Red Tribe and Blue Tribe

Read this (very long) post from Scott Alexander, I Can Tolerate Anything Except the Outgroup, and its (very long) sequel, Five Case Studies on Politicization, and you'll understand most of the problems with the world.

There's definitely a "red tribe" and a "blue tribe". Red tribe is cultural conservatives and blue tribe is cultural liberals. And I fit in with the red tribe almost to a tee. I'm from rural Mississippi, I'm Christian, I was homeschooled, I'm a teetotaler, etc. I'm probably the most conservative demographic in America. And each tribe has an outgroup: the red tribe has both the blue tribe and outsiders, but somehow the blue tribe made the red tribe the only outgroup. His eventual conclusion is that liberals think conservatives are worse than ISIS at a gut level. Sadly, this is a lot of why I'm not liberal any more. I don't want to hang out with a crowd that thinks I'm worse than ISIS. And unfortunately, a lot of the left looks down on me because I'm from the wrong part of the country, I have the wrong accent, I go to the wrong church, I do the wrong things that the wrong people enjoy. No matter how liberal my political views were, they still saw that I was the wrong kind of person. Being a white evangelical homeschooled Mississippian on the left is like being a gay Muslim Mexican on the right.

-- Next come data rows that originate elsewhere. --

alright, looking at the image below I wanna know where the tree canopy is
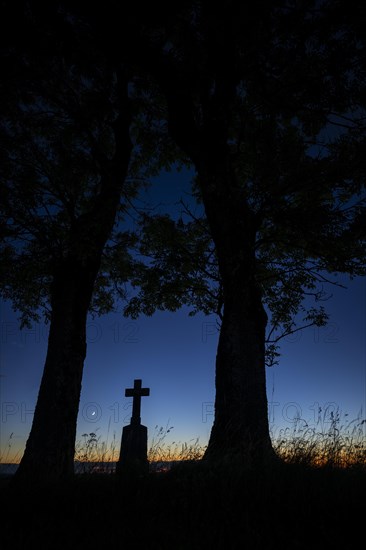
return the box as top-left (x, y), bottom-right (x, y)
top-left (120, 0), bottom-right (366, 365)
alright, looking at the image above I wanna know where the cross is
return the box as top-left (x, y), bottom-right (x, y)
top-left (125, 379), bottom-right (150, 425)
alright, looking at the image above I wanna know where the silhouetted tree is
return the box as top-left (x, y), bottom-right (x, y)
top-left (120, 0), bottom-right (366, 464)
top-left (0, 3), bottom-right (138, 483)
top-left (1, 0), bottom-right (188, 483)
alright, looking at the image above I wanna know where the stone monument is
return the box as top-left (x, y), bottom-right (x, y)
top-left (116, 379), bottom-right (150, 476)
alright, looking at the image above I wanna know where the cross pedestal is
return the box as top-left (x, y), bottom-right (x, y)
top-left (116, 379), bottom-right (150, 476)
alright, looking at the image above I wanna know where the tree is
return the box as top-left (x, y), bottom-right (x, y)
top-left (0, 4), bottom-right (137, 483)
top-left (1, 1), bottom-right (187, 484)
top-left (121, 0), bottom-right (366, 464)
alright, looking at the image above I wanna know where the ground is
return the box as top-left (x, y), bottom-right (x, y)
top-left (1, 460), bottom-right (365, 549)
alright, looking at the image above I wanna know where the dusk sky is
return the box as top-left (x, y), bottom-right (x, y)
top-left (1, 169), bottom-right (365, 463)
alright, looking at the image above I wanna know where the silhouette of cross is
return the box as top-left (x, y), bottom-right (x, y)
top-left (125, 379), bottom-right (150, 425)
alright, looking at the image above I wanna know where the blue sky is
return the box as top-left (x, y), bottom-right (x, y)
top-left (0, 274), bottom-right (365, 463)
top-left (0, 170), bottom-right (365, 462)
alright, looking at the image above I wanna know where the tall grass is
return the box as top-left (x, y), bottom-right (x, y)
top-left (271, 406), bottom-right (365, 468)
top-left (73, 408), bottom-right (365, 472)
top-left (0, 433), bottom-right (22, 464)
top-left (73, 423), bottom-right (207, 473)
top-left (147, 423), bottom-right (206, 467)
top-left (0, 433), bottom-right (23, 477)
top-left (3, 408), bottom-right (364, 474)
top-left (74, 429), bottom-right (118, 473)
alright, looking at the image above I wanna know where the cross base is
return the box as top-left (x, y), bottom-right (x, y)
top-left (116, 423), bottom-right (149, 476)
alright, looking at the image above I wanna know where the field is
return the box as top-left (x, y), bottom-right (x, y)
top-left (1, 414), bottom-right (365, 549)
top-left (1, 457), bottom-right (365, 549)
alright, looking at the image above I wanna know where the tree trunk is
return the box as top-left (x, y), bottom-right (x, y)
top-left (141, 40), bottom-right (276, 465)
top-left (162, 88), bottom-right (276, 464)
top-left (204, 253), bottom-right (273, 463)
top-left (198, 171), bottom-right (275, 465)
top-left (13, 261), bottom-right (98, 484)
top-left (205, 292), bottom-right (272, 463)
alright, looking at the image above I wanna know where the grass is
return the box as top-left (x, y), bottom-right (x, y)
top-left (72, 422), bottom-right (208, 473)
top-left (1, 413), bottom-right (365, 549)
top-left (272, 406), bottom-right (366, 468)
top-left (0, 433), bottom-right (22, 466)
top-left (148, 423), bottom-right (207, 466)
top-left (74, 429), bottom-right (118, 473)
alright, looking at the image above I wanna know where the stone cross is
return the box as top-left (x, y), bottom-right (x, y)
top-left (116, 378), bottom-right (150, 477)
top-left (126, 379), bottom-right (150, 425)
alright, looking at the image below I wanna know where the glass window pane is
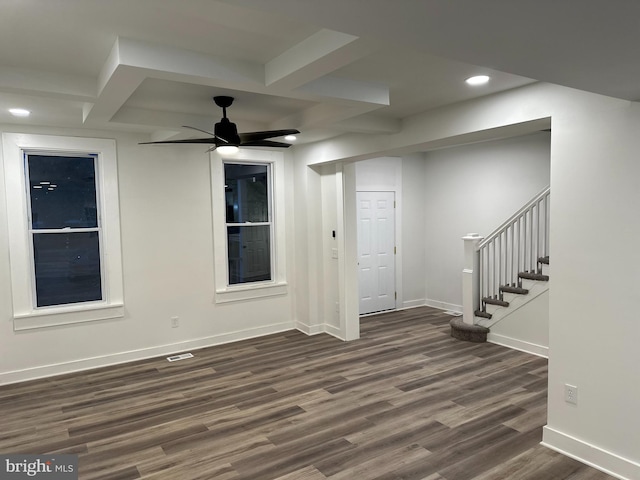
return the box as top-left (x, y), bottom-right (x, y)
top-left (33, 232), bottom-right (102, 307)
top-left (28, 155), bottom-right (98, 229)
top-left (224, 163), bottom-right (268, 223)
top-left (227, 225), bottom-right (271, 284)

The absolute worst thing for Christianity is for it to be identified with the red tribe. It's almost impossible to evangelize to blue tribe people. For this reason, I'd consider people like Nadia Bolz-Weber to be very important - she's a Christian pastor and about as blue tribe as they come. Meanwhile, the red tribe people are already sure they're Christian because they were born into the right family or they had a religious experience once when they were younger. It doesn't matter how they act. Most of my blue tribe Christian friends have quit the faith. They don't act very different from secular blue tribe people and there's not much incentive for them to stay if they live in a blue tribe bubble. If they want to stay in religion, they tend to go to more blue tribe-friendly religions like Wicca.

It's also horrible, like I mentioned above, for liberals trying to explain their views to people like me. There are some who accept me and don't look down on me, and I respect them a lot. But in my experience, most of them do look down on me and everything I love. I don't want to live in a big city, I don't want to eat organic everything, I don't want to see Hamilton, etc. And as I'll go into detail in the future, I hate snark.

One of the worst things about this election is that my red tribe, the people who think and act like me, went almost wholesale for Donald "Antichrist" Trump. If I was part of the blue tribe it wouldn't hurt so bad. I wish the red tribe got the sensible candidate and the blue tribe got the complete moron, like if it had been Marco Rubio vs. Bernie Sanders. Of course, most blue tribe people I know wanted Bernie anyway. Ironically they're the same people who wouldn't shut up about Trump Trump Trump Trump Trump all the time. And they were mad about having to vote for uncool Hillary instead of cool edgy Bernie.

Seriously, Scott Alexander's posts put a lot of my thoughts into words way better than I could. He comes from a completely different perspective but he comes to the same conclusions. Read them if you have the time, I don't know how to summarize them.